Jest wiele ludzi, którzy mogliby tak powiedzieć, a mnie to by szczególnie nie obchodziło. Jeśli jednak ktoś taki jak Ottmar Hitzfeld mówi, że Kahn powinien kopnąć w drzwi, to powiem szczerze, że zaczynam się zastanawiać.
Nie tylko Pan, ale i
cała liga rozbija sobie głowę nad fenomenem Hitzfelda. Czy mógłby Pan to za
pomocą słów wytłumaczyć?
Drużyna na nowo odzyskała pewność siebie, a dzięki temu również i wiarę, iż może jeszcze wiele osiągnąć.
A co takiego możecie
jeszcze osiągnąć?
Możemy zostać mistrzami Niemiec, poza tym można jeszcze coś osiągnąć w Lidze Mistrzów. Jednak aby tego dokonać musiał on w każdym z nas na nowo obudzić wiarę w siebie. Nie jesteśmy jednak jeszcze tam gdzie być chcieliśmy – jesteśmy jednak na dobrej drodze.
Ten stan zdaje się odczuwa
i konkurencja. Bayern również dlatego ponownie znajduje się w walce o tytuł
Mistrzowski, bo inne kluby grają słabiej. Z Schalke na czele.
Nie da się ukryć, że w ostatnich tygodniach piłkarze Schalke sprawiają wrażenie zdenerwowanych. Bycie liderem tabeli jest ciężarem, do którego przyzwyczajony jest w Niemczech jedynie FC Bayern. W Schalke rozpoczyna w końcowej fazie Mistrzostwa stan rzeczy, który zauważyłem już innych klubach.
Czy może to Pan dla
nas opisać?
To są momenty, podczas których nagle rozpoczyna się rozmyślanie. Gdy widać, że przewaga punkt po punkcie maleje. Z każdym meczem stajesz się bardziej zdenerwowanym. Podczas tych ekstremalnych sytuacji już niejeden klub poległ. Odczekajmy po prostu, co się tym razem stanie.
Pańskie słowa
mimowolnie budzą wspomnienia z walki o tytuł w 2001 roku. Wtenczas Bayern
przechwycił dzięki bramce w ostatnich sekundach na 1:1 w meczu w Hamburgu
mistrzostwo, z rąk już świętujących sympatyków i piłkarzów Schalke.

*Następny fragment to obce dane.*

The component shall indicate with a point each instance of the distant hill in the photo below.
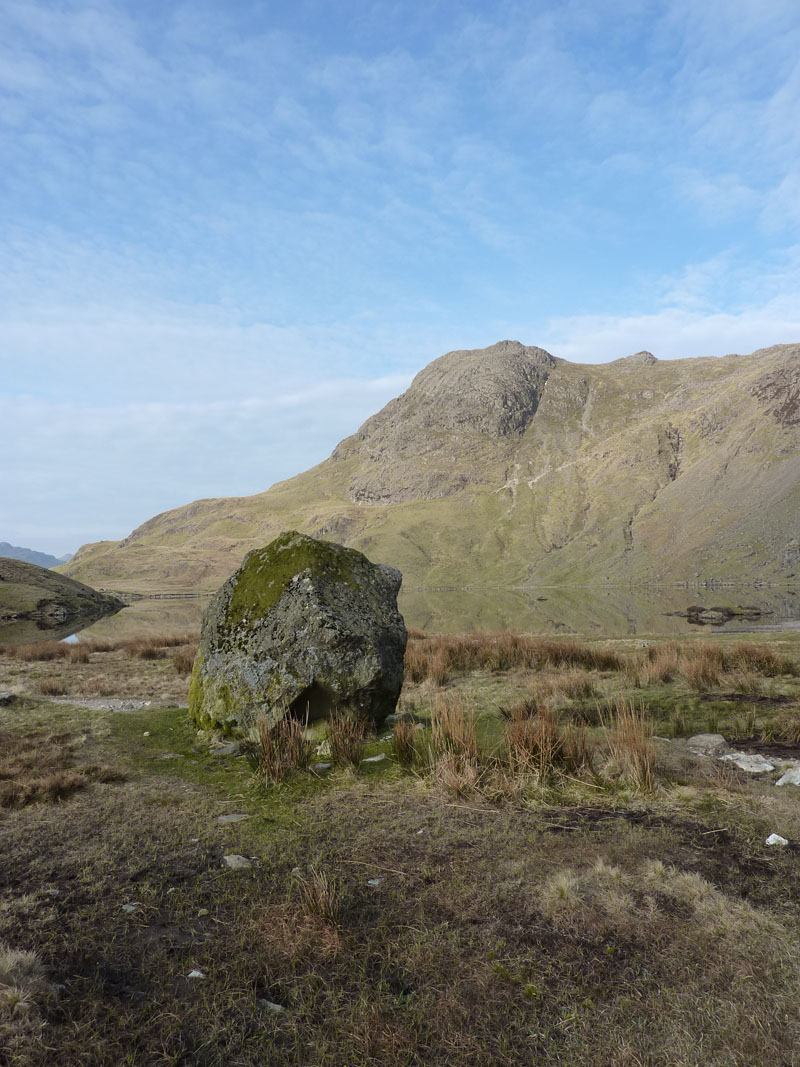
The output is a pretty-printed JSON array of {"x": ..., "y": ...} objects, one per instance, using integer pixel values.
[
  {"x": 31, "y": 556},
  {"x": 28, "y": 591},
  {"x": 507, "y": 466}
]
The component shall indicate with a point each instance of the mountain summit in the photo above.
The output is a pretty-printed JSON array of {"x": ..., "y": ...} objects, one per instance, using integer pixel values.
[{"x": 507, "y": 465}]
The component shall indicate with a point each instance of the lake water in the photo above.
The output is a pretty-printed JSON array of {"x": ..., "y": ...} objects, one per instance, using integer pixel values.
[{"x": 590, "y": 612}]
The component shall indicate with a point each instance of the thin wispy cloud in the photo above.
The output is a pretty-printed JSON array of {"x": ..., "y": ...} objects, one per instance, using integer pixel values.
[{"x": 210, "y": 209}]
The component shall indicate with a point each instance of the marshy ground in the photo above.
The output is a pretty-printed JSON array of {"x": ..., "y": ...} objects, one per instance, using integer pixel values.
[{"x": 515, "y": 882}]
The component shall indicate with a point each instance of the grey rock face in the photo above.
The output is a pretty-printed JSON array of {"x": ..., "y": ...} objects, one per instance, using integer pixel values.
[
  {"x": 302, "y": 626},
  {"x": 478, "y": 398}
]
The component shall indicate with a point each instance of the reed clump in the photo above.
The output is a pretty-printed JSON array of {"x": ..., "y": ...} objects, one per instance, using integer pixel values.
[
  {"x": 347, "y": 735},
  {"x": 438, "y": 655},
  {"x": 629, "y": 743},
  {"x": 282, "y": 747}
]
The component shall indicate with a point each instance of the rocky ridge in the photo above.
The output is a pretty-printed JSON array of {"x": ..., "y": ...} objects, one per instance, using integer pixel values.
[{"x": 510, "y": 466}]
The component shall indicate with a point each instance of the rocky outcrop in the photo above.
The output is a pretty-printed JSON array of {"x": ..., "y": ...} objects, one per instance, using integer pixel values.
[
  {"x": 463, "y": 404},
  {"x": 303, "y": 626}
]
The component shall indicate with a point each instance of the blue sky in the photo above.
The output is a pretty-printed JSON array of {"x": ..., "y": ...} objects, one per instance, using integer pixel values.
[{"x": 229, "y": 232}]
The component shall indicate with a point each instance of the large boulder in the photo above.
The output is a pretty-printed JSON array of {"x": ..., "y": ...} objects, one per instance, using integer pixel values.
[{"x": 302, "y": 626}]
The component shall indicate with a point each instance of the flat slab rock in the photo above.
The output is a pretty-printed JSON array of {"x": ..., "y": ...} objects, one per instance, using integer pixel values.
[
  {"x": 712, "y": 745},
  {"x": 753, "y": 763}
]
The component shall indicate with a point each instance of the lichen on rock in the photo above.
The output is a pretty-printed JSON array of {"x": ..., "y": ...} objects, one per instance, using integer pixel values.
[{"x": 303, "y": 626}]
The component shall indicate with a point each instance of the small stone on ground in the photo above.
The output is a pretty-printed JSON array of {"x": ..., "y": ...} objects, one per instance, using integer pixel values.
[
  {"x": 753, "y": 763},
  {"x": 776, "y": 839},
  {"x": 234, "y": 748},
  {"x": 707, "y": 745},
  {"x": 237, "y": 862}
]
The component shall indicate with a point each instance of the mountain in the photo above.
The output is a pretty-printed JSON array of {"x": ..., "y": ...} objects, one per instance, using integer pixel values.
[
  {"x": 507, "y": 465},
  {"x": 28, "y": 591},
  {"x": 30, "y": 555}
]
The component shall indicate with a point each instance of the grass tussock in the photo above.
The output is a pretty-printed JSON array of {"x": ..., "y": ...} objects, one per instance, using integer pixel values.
[
  {"x": 540, "y": 744},
  {"x": 452, "y": 727},
  {"x": 405, "y": 743},
  {"x": 347, "y": 735},
  {"x": 704, "y": 665},
  {"x": 42, "y": 767},
  {"x": 438, "y": 656},
  {"x": 50, "y": 686},
  {"x": 138, "y": 648},
  {"x": 319, "y": 896},
  {"x": 42, "y": 651},
  {"x": 629, "y": 743},
  {"x": 282, "y": 748},
  {"x": 24, "y": 987}
]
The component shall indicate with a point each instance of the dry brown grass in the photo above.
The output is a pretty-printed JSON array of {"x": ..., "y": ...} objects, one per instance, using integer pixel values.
[
  {"x": 761, "y": 658},
  {"x": 319, "y": 896},
  {"x": 629, "y": 741},
  {"x": 347, "y": 734},
  {"x": 702, "y": 666},
  {"x": 541, "y": 744},
  {"x": 405, "y": 743},
  {"x": 24, "y": 987},
  {"x": 789, "y": 727},
  {"x": 437, "y": 656},
  {"x": 50, "y": 687},
  {"x": 41, "y": 767},
  {"x": 452, "y": 727},
  {"x": 282, "y": 748},
  {"x": 42, "y": 651}
]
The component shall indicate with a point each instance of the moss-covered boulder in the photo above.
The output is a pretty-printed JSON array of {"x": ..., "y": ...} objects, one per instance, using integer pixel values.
[{"x": 302, "y": 626}]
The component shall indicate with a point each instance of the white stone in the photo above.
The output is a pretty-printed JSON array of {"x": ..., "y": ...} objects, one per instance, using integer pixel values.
[
  {"x": 753, "y": 763},
  {"x": 237, "y": 862},
  {"x": 234, "y": 748},
  {"x": 776, "y": 839}
]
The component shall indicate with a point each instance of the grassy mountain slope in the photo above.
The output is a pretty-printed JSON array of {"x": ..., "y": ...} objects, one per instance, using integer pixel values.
[
  {"x": 506, "y": 465},
  {"x": 28, "y": 591}
]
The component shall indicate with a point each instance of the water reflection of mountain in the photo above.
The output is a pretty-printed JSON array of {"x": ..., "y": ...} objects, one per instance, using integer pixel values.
[
  {"x": 598, "y": 612},
  {"x": 29, "y": 631}
]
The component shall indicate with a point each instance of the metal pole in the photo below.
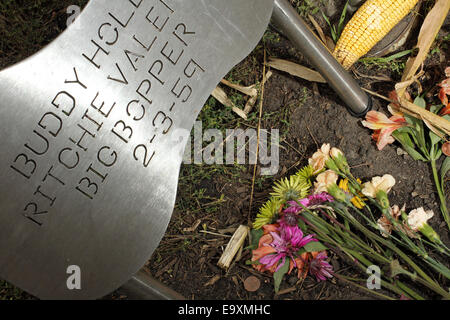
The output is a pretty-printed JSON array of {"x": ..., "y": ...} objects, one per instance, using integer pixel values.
[
  {"x": 144, "y": 287},
  {"x": 289, "y": 22}
]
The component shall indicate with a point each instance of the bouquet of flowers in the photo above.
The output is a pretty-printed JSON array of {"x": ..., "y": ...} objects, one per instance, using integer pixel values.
[{"x": 324, "y": 208}]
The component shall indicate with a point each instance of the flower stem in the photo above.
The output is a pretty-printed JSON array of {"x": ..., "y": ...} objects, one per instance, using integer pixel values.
[{"x": 440, "y": 193}]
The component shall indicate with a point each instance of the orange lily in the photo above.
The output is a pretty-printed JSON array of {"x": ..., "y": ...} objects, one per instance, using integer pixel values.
[{"x": 384, "y": 126}]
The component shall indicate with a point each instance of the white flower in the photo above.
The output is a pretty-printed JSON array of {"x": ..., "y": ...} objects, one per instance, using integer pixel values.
[
  {"x": 324, "y": 180},
  {"x": 318, "y": 159},
  {"x": 418, "y": 218},
  {"x": 385, "y": 183}
]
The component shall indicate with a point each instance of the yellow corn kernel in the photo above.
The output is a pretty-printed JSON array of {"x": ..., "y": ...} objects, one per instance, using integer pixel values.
[{"x": 371, "y": 23}]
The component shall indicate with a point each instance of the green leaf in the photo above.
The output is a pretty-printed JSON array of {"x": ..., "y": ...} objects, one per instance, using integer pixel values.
[
  {"x": 279, "y": 275},
  {"x": 255, "y": 235},
  {"x": 444, "y": 169},
  {"x": 435, "y": 109},
  {"x": 314, "y": 246}
]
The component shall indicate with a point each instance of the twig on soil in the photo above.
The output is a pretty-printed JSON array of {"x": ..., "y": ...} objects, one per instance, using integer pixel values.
[
  {"x": 258, "y": 139},
  {"x": 236, "y": 242},
  {"x": 215, "y": 234}
]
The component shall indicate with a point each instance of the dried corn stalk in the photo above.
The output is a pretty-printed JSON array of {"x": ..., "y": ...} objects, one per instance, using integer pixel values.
[{"x": 371, "y": 23}]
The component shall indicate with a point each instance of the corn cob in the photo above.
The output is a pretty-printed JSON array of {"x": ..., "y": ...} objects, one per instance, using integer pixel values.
[{"x": 371, "y": 23}]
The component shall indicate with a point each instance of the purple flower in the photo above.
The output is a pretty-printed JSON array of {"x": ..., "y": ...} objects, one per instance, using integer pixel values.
[
  {"x": 320, "y": 268},
  {"x": 287, "y": 242},
  {"x": 312, "y": 200}
]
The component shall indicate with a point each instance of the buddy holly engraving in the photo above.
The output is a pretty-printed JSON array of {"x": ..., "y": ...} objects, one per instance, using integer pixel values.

Oczywiście, że budzą się tamte wspomnienia. Wcale nie jest to stwierdzeniem chybionym, jeśli uważam, że: z FC Bayernem musisz się zawsze liczyć, nawet do ostatniej sekundy 34 kolejki. Właśnie to wiedzą pozostali, nawet jeśli sprawiają na wewnątrz wrażenie, że ich to nie dotyczy. Gdzieś w podświadomości to siedzi.
Załóżmy, że los
sprawi że sytuacja ta na nowo powróci…
…to idealny scenariusz byłby taki, że w ostatnim meczu z Mainz przechwycimy Mistrzostwa z rąk Schalke. Tak jak w 2001 roku w Hamburgu. Następnie za kilka dni jedziemy na finał Ligi Mistrzów. Tylko, że miejscowość, zamiast Mediolan, zwać będzie się Ateny.
Czy w rzeczywistości wydaje
się to być realnym scenariuszem?
Nie jesteśmy marzycielami, jednak w piłce wszystko jest możliwe.
W przypadku wygranej
Ligi Mistrzów zapowiedział pan swoje wcześniejsze odejście, a może perspektywa pracy
przez kolejny rok z Ottmarem Hitzfeldem zmienia całą sprawę?
Definitywnie wypełnię mój kontrakt do 2008 roku. Oczywiście, że lepiej jest, jeśli między piłkarzami a trenerem jest dobra chemia.
Droga do półfinału po
raz kolejny wiedze przez AC Milan. Pański szef zarządu Karl-Heinz Rummenigge przypomina,
że po zeszłorocznym odpadnięciu Bayernu w 1/8f inału pozostały jeszcze rachunki
do wyrównania.
Przez to, że zagraliśmy wtedy tak, a nie inaczej nie mamy żadnych rachunków do wyrównania. Byliśmy wtedy po prostu słabi i zasłużenia odpadliśmy.
Co czyni Pana pewnym,
iż tym razem będzie inaczej?
Jesteśmy dobrze nastawieni zarówno taktycznie, jak i psychicznie.
Wewnątrz drużyny
bardzo ostro krytykowana była wtedy właśnie taktyka.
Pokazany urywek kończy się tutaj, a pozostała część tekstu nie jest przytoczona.